Tuesday, September 23, 2008

Hollywood Assistants like stuff about Hollywood Assistants

I got my first taste of Hollywood assistantship during my time as an intern a few years back. I was still in school, and against my parents wishes and possibly my better judgement, I moved to LA for the summer to be an unpaid intern. Woohoo!

Internships in this industry don't even need the word "unpaid" to proceed them because I have only heard of one paid internship in the whole town (at my company). Job adds for unpaid interns usually read something like this:

"Looking for bright, self-motivated intern to commit at least 20 hours/week. Great opportunity to really get your foot in the door and learn the basics of entertainment industry! Looking for someone with a great sense of humor, ability to multitask, and eagerness to learn. Must receive college credit."


Here is the breakdown of what this really means:

Looking for bright, self-motivated intern---SELF - motivated, not monetarily-motivated

to commit at least 20 hours/week---we will never learn your name for less than 20hrs

Great opportunity---great opportunity for US to get free labor...FREE!!!

to really get your foot in the door---and then right back out, more like dip your toe in the pool because there is no room for you here

and learn the basics of the entertainment industry---you get to listen to us do possibly cool things while you file stuff

!---we are fun and like to use exclamation points!

Looking for someone with a great sense of humor---to make up for our lack there of

ability to multitask---there are a lot of things we don't want to do that you will have to...sometimes more than one at a time

and eagerness to learn---we want you to be enthralled by all of our stories and what goes on here, what we do

Must receive school credit---we don't want to feel bad about not paying you...not that we would...oh yeah, and it's the law

This all sounds very cynical and is probably slightly unfair since I did have a really good time at most of the internships I completed when I was in school. One of them even ended up being such a great experience, I chose it as a career within the industry. I cannot say the others were not worth it because there is no other way I could have felt so comfortable completely eliminating them as career options for myself. The worst and/or most useless thing I had to do as an intern was count the number of trash cans that were scattered about the set of a reality show I was working on. To this day, I don't believe there was a reason for this. If there was, it didn't matter because when I went to report back to my supervisor the information I had so proudly gathered, she was busy and never asked for it in the future.

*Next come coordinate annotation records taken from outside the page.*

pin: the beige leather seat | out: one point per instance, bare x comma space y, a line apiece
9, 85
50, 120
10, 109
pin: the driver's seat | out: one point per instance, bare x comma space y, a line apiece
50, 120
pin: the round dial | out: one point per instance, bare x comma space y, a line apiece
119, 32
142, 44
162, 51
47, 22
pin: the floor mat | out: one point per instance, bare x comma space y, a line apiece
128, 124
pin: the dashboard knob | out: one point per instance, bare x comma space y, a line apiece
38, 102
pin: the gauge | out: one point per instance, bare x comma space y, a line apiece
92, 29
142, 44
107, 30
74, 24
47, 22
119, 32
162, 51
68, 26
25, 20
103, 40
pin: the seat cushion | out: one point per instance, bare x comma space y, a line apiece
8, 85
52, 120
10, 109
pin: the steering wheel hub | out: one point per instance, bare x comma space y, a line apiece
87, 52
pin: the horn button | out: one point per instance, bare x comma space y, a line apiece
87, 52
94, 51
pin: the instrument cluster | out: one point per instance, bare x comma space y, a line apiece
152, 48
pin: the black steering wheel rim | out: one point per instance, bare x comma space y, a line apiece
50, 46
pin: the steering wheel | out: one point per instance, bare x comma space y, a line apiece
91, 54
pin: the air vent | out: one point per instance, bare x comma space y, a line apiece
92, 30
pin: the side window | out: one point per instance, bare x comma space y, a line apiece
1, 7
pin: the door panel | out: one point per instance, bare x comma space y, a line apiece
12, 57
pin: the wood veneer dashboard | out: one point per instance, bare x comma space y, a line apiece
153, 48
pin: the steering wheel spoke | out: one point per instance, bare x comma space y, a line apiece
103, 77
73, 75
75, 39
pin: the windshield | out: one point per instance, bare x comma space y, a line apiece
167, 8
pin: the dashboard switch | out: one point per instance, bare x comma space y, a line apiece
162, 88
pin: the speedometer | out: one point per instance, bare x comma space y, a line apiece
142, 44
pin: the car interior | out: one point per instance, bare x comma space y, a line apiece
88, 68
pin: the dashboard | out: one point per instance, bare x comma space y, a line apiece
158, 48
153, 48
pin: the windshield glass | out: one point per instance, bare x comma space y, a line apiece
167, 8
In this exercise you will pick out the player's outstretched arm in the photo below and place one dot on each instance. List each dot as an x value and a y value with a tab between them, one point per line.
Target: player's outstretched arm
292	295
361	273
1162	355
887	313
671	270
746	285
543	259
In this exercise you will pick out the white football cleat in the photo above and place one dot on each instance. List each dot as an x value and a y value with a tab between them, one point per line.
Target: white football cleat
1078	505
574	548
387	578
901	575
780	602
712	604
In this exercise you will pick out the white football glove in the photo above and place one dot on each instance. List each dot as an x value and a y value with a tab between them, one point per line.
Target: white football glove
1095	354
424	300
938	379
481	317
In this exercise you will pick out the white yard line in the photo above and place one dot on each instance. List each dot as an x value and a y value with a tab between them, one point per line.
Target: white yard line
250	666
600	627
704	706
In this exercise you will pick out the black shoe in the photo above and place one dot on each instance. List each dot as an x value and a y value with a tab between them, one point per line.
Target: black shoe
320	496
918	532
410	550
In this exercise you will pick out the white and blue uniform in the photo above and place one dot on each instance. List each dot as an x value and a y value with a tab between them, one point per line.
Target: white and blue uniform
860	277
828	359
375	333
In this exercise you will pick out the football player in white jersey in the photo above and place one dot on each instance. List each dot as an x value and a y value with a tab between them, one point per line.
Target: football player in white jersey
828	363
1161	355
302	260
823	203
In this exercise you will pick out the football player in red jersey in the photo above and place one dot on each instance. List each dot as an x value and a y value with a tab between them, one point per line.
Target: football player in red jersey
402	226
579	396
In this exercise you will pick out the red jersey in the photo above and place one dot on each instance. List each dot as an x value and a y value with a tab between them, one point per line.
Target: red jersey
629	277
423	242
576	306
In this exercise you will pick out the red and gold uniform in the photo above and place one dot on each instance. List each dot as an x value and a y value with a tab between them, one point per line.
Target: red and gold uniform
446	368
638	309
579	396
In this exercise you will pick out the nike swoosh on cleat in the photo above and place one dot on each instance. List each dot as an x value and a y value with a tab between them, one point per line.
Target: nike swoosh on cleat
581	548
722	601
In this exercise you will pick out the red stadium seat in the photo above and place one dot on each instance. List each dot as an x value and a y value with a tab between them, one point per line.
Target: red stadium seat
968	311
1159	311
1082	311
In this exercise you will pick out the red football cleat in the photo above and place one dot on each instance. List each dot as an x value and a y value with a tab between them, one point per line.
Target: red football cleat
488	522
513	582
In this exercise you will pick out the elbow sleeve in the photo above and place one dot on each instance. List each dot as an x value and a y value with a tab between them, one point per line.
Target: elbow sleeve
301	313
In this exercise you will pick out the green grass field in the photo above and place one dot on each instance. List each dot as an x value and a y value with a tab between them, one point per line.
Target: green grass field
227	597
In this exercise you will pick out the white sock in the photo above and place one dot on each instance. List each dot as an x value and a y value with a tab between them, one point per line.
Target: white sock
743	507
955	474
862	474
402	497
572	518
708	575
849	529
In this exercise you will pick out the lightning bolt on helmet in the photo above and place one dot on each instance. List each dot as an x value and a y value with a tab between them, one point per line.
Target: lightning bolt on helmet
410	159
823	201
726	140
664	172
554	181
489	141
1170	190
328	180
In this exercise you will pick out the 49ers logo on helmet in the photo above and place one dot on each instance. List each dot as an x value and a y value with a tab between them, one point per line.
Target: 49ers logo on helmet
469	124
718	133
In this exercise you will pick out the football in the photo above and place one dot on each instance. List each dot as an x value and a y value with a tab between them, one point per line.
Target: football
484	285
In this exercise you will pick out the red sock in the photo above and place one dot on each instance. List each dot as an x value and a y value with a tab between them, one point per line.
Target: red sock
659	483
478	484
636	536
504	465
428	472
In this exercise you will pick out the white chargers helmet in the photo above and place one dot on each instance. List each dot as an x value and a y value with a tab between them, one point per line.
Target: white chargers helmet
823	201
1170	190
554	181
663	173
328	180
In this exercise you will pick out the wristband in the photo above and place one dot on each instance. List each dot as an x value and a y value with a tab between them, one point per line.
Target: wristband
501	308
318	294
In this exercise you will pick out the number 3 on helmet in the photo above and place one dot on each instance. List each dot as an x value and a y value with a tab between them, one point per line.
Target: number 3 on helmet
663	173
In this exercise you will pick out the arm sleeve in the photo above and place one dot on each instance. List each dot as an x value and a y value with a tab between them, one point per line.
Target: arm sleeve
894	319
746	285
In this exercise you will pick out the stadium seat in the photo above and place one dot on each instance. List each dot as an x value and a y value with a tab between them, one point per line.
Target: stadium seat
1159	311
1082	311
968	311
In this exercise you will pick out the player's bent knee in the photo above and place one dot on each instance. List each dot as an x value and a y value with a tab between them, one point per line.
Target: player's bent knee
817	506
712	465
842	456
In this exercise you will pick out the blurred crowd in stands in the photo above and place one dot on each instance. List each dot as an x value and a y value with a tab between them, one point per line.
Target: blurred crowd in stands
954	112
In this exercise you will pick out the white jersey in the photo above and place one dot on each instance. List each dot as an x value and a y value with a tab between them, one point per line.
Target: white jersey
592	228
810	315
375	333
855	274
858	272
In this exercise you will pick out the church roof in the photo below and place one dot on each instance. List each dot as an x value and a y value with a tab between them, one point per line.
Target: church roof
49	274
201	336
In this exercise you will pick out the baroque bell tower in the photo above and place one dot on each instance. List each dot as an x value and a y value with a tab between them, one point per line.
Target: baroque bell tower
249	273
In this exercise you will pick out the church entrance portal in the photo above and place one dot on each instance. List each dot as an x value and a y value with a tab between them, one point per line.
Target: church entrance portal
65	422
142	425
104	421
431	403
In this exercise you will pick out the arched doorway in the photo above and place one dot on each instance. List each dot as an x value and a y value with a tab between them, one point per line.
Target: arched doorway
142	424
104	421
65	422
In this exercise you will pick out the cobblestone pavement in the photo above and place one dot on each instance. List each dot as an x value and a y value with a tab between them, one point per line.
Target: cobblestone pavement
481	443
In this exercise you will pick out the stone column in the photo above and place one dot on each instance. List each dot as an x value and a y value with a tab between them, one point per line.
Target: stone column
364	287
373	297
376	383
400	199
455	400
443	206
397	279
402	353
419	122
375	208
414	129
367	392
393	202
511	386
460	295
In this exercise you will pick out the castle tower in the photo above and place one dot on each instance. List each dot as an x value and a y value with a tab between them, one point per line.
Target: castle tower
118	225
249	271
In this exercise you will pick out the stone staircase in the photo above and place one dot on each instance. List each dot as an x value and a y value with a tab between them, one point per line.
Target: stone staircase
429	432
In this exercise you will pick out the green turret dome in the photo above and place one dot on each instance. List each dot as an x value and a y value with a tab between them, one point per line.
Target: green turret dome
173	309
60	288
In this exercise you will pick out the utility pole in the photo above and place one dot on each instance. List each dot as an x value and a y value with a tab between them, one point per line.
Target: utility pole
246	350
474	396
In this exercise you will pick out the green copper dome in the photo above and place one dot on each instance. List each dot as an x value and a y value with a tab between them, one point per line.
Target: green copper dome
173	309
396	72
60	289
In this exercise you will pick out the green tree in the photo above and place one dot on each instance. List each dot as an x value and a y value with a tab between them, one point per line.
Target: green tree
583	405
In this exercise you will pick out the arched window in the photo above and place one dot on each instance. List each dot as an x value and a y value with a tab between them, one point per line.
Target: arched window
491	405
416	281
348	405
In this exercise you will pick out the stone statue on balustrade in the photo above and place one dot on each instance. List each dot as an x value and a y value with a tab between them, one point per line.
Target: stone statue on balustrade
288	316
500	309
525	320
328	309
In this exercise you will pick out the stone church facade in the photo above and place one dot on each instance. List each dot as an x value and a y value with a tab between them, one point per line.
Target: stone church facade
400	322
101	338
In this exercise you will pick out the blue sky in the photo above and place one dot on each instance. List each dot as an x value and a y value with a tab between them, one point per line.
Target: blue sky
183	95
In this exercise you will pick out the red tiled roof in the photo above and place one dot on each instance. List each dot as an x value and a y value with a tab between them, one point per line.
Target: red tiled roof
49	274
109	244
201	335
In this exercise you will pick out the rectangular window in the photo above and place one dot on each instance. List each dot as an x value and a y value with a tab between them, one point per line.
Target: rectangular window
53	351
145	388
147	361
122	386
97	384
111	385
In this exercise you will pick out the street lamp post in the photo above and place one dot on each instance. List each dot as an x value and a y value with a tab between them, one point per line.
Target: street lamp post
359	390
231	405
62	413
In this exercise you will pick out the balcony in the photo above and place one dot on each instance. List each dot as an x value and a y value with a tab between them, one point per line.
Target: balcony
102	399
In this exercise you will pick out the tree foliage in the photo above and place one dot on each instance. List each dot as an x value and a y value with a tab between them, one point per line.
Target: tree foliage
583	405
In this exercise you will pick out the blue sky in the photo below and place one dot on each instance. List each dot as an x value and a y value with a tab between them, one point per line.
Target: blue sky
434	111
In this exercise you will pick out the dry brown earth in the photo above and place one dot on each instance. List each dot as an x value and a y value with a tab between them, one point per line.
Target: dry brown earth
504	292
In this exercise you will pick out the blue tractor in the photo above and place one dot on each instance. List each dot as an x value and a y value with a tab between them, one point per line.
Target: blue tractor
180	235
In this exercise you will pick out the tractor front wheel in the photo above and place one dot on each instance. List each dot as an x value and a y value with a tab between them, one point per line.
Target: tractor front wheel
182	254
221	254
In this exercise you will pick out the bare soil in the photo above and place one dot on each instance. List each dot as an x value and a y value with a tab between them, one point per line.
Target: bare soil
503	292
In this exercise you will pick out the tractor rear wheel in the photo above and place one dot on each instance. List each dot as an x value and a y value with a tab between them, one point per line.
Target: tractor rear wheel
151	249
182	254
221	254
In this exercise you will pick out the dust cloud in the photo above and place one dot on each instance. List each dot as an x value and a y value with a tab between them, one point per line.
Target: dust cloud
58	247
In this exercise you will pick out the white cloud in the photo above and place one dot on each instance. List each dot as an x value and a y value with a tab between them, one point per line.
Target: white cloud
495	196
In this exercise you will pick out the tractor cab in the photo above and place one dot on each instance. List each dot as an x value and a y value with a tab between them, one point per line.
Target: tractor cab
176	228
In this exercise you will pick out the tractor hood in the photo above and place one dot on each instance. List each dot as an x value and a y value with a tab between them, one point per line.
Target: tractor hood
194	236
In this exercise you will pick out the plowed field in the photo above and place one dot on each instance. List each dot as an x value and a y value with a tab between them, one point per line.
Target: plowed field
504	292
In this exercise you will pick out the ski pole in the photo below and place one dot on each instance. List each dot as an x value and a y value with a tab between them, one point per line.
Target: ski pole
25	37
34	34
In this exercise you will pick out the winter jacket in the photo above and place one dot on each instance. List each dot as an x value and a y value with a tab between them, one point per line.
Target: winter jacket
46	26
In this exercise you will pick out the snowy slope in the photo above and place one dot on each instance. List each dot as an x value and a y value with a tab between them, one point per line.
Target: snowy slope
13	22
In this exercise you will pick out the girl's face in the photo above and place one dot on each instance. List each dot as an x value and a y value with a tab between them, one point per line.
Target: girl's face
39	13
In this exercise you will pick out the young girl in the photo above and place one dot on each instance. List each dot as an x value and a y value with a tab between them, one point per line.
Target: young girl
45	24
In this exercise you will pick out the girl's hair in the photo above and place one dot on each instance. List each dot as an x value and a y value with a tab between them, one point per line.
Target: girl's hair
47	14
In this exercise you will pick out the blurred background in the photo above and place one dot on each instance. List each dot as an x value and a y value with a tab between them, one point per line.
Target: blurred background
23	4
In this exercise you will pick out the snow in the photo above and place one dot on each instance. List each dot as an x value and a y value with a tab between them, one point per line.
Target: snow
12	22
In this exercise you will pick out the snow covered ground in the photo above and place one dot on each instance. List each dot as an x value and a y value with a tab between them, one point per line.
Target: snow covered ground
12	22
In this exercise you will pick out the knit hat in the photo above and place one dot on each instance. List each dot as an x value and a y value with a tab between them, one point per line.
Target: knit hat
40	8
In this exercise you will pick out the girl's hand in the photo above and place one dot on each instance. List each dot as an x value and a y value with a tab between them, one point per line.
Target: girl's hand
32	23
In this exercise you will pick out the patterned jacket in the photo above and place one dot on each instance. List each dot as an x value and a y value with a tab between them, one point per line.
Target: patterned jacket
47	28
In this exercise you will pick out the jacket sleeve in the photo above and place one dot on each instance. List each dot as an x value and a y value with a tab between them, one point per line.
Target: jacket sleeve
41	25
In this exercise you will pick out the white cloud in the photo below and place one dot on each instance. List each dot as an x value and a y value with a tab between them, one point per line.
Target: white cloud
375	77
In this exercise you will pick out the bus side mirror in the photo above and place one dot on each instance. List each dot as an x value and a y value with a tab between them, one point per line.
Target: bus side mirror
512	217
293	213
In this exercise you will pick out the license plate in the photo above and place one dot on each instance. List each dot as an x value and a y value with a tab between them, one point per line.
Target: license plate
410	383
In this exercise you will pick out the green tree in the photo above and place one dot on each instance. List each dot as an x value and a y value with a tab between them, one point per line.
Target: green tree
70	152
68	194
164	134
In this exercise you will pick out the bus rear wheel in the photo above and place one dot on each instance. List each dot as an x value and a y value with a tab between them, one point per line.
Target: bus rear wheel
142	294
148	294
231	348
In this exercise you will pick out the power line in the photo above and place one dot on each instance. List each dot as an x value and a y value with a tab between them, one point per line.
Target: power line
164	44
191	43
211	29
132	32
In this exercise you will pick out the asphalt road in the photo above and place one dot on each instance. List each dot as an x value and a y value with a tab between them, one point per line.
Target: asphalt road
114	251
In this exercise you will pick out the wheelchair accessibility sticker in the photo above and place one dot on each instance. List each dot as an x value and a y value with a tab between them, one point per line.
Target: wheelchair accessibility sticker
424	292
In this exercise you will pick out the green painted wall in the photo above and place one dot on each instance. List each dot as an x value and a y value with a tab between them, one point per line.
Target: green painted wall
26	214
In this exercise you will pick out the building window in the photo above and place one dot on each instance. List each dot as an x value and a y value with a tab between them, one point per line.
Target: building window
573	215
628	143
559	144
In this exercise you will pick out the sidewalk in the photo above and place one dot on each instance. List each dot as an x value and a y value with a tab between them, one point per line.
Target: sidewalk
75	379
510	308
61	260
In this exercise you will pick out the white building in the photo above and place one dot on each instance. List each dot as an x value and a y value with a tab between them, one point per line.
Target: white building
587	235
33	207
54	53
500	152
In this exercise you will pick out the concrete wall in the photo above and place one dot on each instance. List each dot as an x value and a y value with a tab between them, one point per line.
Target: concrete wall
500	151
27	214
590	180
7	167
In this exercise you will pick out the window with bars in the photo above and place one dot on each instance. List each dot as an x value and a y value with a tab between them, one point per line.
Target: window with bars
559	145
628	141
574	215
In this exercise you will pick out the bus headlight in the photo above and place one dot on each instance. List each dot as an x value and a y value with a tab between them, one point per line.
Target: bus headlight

I guess I tell you all this because the theme of this post is true: Hollywood assistants like things about Hollywood assistants. This notion does not stop with assistants. In fact, this is just where it starts. It just grows and spreads the more years you are a part of it. I am determined to evade this level of self-importance and self-interest (as some are able to do), although I fear this post is not really proving my commitment to that determination.

Perhaps the greatest display of all this and my inspiration for this entry is this blog entitled, "Stuff Hollywood Assistants Like":

http://www.stuffhollywoodassistantslike.com/2008/09/brunch.html

And let me tell you something, it is dead on. I guess that is why it is so funny. It is like watching a gentle/tasteful roast of yourself, funny and strangely enjoyable. And who in LA doesn't enjoy a good episode of "Entourage"? Sure it is good television, but there is something different watching from this perspective.

------------------------------------------------------------------------------------

On a completely different note, I am on Ron Paul's mailing list, and I got an email from him this afternoon that I wanted to share. This is just a small bit of it, but I thought it was interesting. It is on the economic crisis going on right now:

To combat the depression by a forced credit expansion is to attempt to cure the evil by the very means which brought it about; because we are suffering from a misdirection of production, we want to create further misdirection - a procedure that can only lead to a much more severe crisis as soon as the credit expansion comes to an end... It is probably to this experiment, together with the attempts to prevent liquidation once the crisis had come, that we owe the exceptional severity and duration of the depression.

The only thing we learn from history, I am afraid, is that we do not learn from history.

The very people who have spent the past several years assuring us that the economy is fundamentally sound, and who themselves foolishly cheered the extension of all these novel kinds of mortgages, are the ones who now claim to be the experts who will restore prosperity! Just how spectacularly wrong, how utterly without a clue, does someone have to be before his expert status is called into question?

Oh, and did you notice that the bailout is now being called a "rescue plan"? I guess "bailout" wasn't sitting too well with the American people.